Minha nova conhecida inclinou-se para frente e discursou com vontade. Usou muitos termos profissionais que eu não entendia. De qualquer modo, interessei-me gradativamente por ela. Parecia uma mistura curiosa de menina e mulher. Embora se expressasse de maneira perfeitamente articulada e autossuficiente, deixava transparecer uma curiosa ingenuidade em sua atitude em relação à vida e em sua profunda determinação em "fazer as coisas acontecerem".

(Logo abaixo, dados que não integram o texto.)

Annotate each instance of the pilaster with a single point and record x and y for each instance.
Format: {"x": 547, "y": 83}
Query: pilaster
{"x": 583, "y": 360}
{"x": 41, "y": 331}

Passamos por Amiens. O nome me despertava muitas lembranças. Minha companheira parece ter percebido o que passava por minha mente.

— Pensando na guerra?

Aquiesci.

— Você lutou na guerra, é isso?

— E como. Fui ferido uma vez e, após a campanha do Somme, fui declarado inválido. Hoje sou uma espécie de secretário particular de um membro do Parlamento.

— Puxa! Isso é o que chamo de usar a cabeça!

— Não, não é. Há pouca coisa a se fazer. Às vezes preciso de apenas umas duas horas por dia para dar conta do serviço. E o trabalho é chato também. Na verdade, nem sei como seria se não me dedicasse a outras coisas.

— Não diga! Você coleciona insetos?

— Não. Divido casa com um homem muito interessante. É um ex-detetive belga. Ele trabalha como detetive particular em Londres e vem se saindo muito bem. É um homenzinho e tanto. Maravilhoso. Em alguns casos, ele provou estar certo exatamente onde a polícia estava cometendo erros.

Minha companheira ouvia com olhos cada vez mais arregalados.

— Puxa! Que interessante! Adoro crimes. Vejo todos os filmes policiais. E quando tem algum crime acontecendo, devoro todos os jornais.

— Lembra-se do caso de Styles? — perguntei.

— Deixe-me ver... foi aquele da velha senhora envenenada? Em algum lugar em Essex?

Confirmei.

— Aquele foi o primeiro grande caso de Poirot. Sem ele, o criminoso certamente teria escapado ileso. Foi um emocionante trabalho de investigação.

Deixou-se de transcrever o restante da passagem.